Chris lives in the neighborhood and makes paintings in his studio in West Haven. He teaches painting and drawing to college students to pay the bills. He makes paintings whenever he can. His paintings are a mix of beautiful and terrible, a lot like the James Baldwin’s description of United States history. He also loves to garden and to grow and give away tomatoes and lavender.
About Armillaria:
Armillaria, more commonly know as root rot, is an apt metaphor for the particular and corrosive American affliction that is Whiteness.
Parasitic and affecting hundreds of species of plant in every one of these United States, armillaria’s impacts depend upon the severity of infection and the susceptibility of its hosts.
Passed from generation to generation, or from tree to tree when roots approach under cover of soil, it is most potent to those weakened by competition, pathogen, or climate stress. While some symptoms evade the eyes, for many a middling or still-majestic tree, they will sometimes manifest in yellowing and dried leaves, shriveling fruit, stunting of height, defoliation and dieback. They will almost always and readily reveal themselves at the tree’s base, where the disease earns more evidently via clusters of whitish mushrooms its colloquial name.

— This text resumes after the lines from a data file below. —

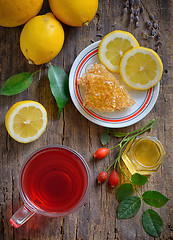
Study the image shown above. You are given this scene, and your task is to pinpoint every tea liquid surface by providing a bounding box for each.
[22,148,88,213]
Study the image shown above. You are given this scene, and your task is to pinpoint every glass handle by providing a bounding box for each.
[10,205,35,228]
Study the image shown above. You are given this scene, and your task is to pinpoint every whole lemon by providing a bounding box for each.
[20,13,64,65]
[0,0,43,27]
[49,0,98,27]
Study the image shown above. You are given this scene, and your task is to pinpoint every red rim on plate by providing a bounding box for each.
[69,41,160,128]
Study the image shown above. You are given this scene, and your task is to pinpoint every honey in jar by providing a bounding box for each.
[122,136,166,175]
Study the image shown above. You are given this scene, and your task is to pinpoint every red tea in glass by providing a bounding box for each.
[10,145,90,227]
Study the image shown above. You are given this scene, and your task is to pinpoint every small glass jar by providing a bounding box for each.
[122,136,166,175]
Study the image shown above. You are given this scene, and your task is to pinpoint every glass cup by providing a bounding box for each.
[10,145,90,228]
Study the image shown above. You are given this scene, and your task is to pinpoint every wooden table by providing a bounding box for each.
[0,0,173,240]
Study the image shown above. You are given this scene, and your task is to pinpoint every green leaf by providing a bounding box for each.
[131,173,147,186]
[113,132,128,137]
[117,183,133,203]
[118,196,141,219]
[142,191,169,208]
[142,209,163,237]
[48,65,69,118]
[0,72,33,96]
[101,133,110,145]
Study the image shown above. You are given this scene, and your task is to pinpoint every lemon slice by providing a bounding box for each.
[98,30,139,73]
[120,47,163,90]
[5,101,47,143]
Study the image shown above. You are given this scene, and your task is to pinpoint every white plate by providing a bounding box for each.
[69,41,160,128]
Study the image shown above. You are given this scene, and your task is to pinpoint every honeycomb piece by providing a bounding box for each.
[78,63,118,86]
[78,63,135,112]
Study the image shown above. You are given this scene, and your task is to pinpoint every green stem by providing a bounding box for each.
[118,161,148,209]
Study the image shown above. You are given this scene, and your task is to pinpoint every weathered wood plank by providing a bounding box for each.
[0,0,173,240]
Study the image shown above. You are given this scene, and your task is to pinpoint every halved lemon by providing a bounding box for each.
[98,30,139,73]
[120,47,163,90]
[5,101,47,143]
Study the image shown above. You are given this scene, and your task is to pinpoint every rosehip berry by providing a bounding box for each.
[97,172,108,183]
[94,148,109,159]
[109,170,120,187]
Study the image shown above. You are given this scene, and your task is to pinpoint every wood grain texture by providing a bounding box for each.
[0,0,173,240]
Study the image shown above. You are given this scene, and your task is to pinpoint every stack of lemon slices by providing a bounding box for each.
[98,30,163,90]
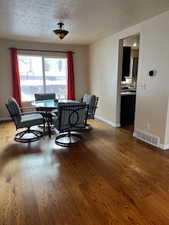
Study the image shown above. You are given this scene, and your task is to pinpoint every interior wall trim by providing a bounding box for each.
[0,117,11,122]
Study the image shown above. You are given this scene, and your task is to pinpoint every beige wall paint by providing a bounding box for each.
[90,12,169,145]
[0,40,89,119]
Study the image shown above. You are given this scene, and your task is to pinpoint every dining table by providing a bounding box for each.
[32,99,80,137]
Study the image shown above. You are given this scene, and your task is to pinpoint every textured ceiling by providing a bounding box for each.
[0,0,169,44]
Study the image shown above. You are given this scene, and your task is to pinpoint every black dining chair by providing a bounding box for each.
[54,103,88,147]
[34,93,57,131]
[6,97,45,143]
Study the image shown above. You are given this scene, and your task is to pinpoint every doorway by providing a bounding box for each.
[119,34,140,133]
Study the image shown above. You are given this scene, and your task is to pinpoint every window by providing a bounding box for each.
[18,55,67,102]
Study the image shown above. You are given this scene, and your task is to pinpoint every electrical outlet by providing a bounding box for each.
[146,122,151,130]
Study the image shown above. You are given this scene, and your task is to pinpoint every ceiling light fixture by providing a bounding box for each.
[53,22,69,39]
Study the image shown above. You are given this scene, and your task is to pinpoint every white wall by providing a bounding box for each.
[90,12,169,145]
[0,40,89,120]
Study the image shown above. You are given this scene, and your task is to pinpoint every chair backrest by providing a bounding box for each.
[35,93,56,101]
[58,103,88,132]
[83,94,99,114]
[6,97,21,126]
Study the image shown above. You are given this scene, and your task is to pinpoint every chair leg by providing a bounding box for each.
[15,127,43,143]
[55,132,83,147]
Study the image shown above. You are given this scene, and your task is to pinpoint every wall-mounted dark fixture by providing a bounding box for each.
[149,70,155,77]
[53,22,69,39]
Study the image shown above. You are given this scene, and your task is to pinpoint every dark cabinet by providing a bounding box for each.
[120,95,136,126]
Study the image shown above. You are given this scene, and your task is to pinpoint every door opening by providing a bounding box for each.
[119,35,140,133]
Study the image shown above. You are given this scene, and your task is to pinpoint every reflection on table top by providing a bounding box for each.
[32,100,80,109]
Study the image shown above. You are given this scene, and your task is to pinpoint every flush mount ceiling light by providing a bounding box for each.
[53,22,69,39]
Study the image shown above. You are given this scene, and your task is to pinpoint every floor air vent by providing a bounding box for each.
[133,130,160,147]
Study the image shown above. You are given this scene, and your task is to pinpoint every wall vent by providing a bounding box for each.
[133,130,160,147]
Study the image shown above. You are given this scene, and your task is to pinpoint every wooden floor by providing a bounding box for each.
[0,121,169,225]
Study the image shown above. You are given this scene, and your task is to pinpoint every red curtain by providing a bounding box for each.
[67,51,75,100]
[10,48,22,107]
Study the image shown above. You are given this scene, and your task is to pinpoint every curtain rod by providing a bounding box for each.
[9,48,74,54]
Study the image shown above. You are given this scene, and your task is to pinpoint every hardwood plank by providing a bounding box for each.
[0,120,169,225]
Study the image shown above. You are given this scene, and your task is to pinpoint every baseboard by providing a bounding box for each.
[159,144,169,151]
[133,131,169,150]
[0,117,11,122]
[95,115,120,128]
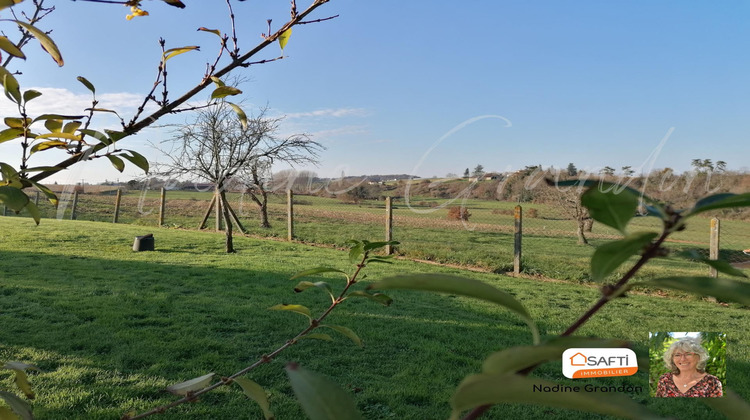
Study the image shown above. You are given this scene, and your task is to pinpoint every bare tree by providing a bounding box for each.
[159,102,323,252]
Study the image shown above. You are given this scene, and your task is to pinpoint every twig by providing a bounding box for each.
[30,0,328,182]
[463,213,680,420]
[128,252,369,420]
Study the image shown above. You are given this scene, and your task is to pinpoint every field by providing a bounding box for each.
[11,190,750,282]
[0,218,750,419]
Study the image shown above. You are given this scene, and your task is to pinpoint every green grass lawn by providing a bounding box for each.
[14,191,750,282]
[0,218,750,419]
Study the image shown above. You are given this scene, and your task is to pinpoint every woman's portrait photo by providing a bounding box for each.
[649,332,726,398]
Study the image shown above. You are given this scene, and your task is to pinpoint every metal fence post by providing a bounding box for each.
[70,190,78,220]
[112,188,122,223]
[513,206,523,274]
[286,189,294,242]
[708,218,721,278]
[159,187,167,227]
[385,197,393,255]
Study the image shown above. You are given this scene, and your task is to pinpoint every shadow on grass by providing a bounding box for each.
[0,250,548,419]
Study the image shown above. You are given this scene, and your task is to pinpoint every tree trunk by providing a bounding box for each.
[260,188,271,229]
[219,190,235,254]
[214,187,224,232]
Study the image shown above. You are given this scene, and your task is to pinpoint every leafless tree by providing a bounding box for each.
[159,102,324,252]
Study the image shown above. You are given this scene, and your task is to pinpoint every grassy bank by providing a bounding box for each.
[0,218,750,419]
[11,191,750,282]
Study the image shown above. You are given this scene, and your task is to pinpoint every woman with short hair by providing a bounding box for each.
[656,337,723,398]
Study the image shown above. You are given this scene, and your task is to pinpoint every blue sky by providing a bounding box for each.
[0,0,750,182]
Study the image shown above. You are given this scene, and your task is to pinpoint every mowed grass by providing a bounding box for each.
[0,218,750,419]
[13,191,750,282]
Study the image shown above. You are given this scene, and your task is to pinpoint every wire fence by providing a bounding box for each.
[3,188,750,281]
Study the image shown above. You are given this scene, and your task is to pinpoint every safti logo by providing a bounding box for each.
[563,348,638,379]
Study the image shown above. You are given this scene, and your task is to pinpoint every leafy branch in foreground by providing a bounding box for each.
[0,0,333,224]
[368,185,750,420]
[122,240,398,420]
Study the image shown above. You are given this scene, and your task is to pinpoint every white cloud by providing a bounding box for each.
[310,125,369,140]
[286,108,368,118]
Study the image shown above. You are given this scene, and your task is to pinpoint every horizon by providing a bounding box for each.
[0,0,750,182]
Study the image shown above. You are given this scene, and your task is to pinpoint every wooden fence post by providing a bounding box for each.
[708,218,721,278]
[159,187,167,227]
[286,189,294,242]
[112,188,122,223]
[513,206,523,274]
[385,197,393,255]
[70,190,78,220]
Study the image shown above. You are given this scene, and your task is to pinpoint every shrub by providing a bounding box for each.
[448,206,471,221]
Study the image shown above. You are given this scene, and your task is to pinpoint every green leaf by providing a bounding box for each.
[279,28,292,51]
[348,290,393,306]
[0,128,23,143]
[0,406,19,420]
[162,45,201,61]
[581,187,638,233]
[33,114,86,122]
[684,193,750,218]
[24,166,65,172]
[211,86,242,99]
[0,36,26,59]
[210,76,226,87]
[451,373,660,420]
[349,241,365,264]
[297,333,333,341]
[0,0,23,10]
[286,363,364,420]
[13,20,65,67]
[107,155,125,172]
[321,325,365,347]
[104,128,126,143]
[482,337,628,374]
[591,232,658,282]
[29,180,59,207]
[367,274,539,344]
[234,378,274,420]
[167,373,215,395]
[294,281,336,300]
[0,71,21,104]
[0,391,34,420]
[3,117,26,128]
[227,102,247,130]
[362,241,399,251]
[120,150,149,173]
[44,119,62,133]
[289,267,349,280]
[36,132,81,141]
[198,26,221,38]
[78,128,112,146]
[23,89,42,103]
[639,277,750,305]
[0,185,29,213]
[76,76,96,94]
[62,121,81,134]
[30,140,68,155]
[268,303,312,319]
[700,388,750,420]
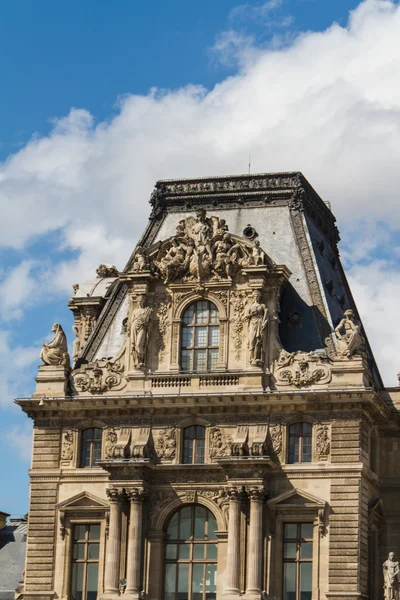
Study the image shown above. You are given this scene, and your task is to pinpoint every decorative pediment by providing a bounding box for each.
[56,492,109,511]
[132,209,273,285]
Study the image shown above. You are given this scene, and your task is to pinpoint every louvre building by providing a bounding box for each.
[17,173,400,600]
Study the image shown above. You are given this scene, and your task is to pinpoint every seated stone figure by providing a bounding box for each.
[40,323,70,368]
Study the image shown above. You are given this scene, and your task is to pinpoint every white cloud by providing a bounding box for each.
[0,0,400,382]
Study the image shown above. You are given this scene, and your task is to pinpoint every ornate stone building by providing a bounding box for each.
[18,173,400,600]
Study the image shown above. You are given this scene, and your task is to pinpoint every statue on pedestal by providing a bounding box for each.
[40,323,70,369]
[335,309,365,358]
[131,296,151,368]
[383,552,400,600]
[245,290,268,366]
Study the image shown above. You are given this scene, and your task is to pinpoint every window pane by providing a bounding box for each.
[178,563,189,600]
[300,542,312,558]
[300,562,312,600]
[194,327,207,346]
[179,506,192,540]
[195,440,204,465]
[165,563,176,600]
[289,438,299,463]
[206,564,217,600]
[208,513,218,540]
[208,325,219,346]
[179,544,190,560]
[89,525,100,540]
[72,544,85,560]
[71,563,84,600]
[181,350,193,371]
[196,302,208,325]
[165,544,177,560]
[182,327,193,347]
[283,542,297,558]
[192,564,204,600]
[301,523,313,539]
[183,440,193,465]
[167,513,178,540]
[74,525,86,540]
[193,544,205,560]
[208,349,219,371]
[183,304,194,323]
[285,523,297,540]
[87,563,99,600]
[210,303,218,323]
[194,350,207,371]
[194,506,206,540]
[283,563,296,600]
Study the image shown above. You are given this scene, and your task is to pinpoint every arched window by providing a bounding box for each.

Being human, we have much in common with trees. We, too, are upright, limbed, crowned. We, too, need water, sunlight, air. The branching of our lungs, which keep us breathing on this planet,
is both delicate and resilient all at once, resembling in form and function the root systems keeping trees anchored and alive.
We are also humbled by trees, which carry deeper meaning for us, or at least they should. Not only do we rely on them—for oxygen, shade, shelter—in ways they do not rely on us, but they have borne witness to much of our brutality.
There were trees watching in Ferguson. Trees in along the last path Trayvon walked. Trees shading those front yards in McKinney, Texas. Trees planted into the Bay Street sidewalk on Staten Island, and larger ones in Thompsonville Park across the way. Trees in Cudell Recreation
Center, trees along University Drive in Prairie View, Texas, trees beyond the car windows in Falcon Heights. Just as there have been trees in Mississippi (“goddamn!”) and just about everywhere else, well before the kind of documentation and dissemination that technology allows…
From Armillaria & Art, by L. Anderson, published in the online magazine Entropy in 2017.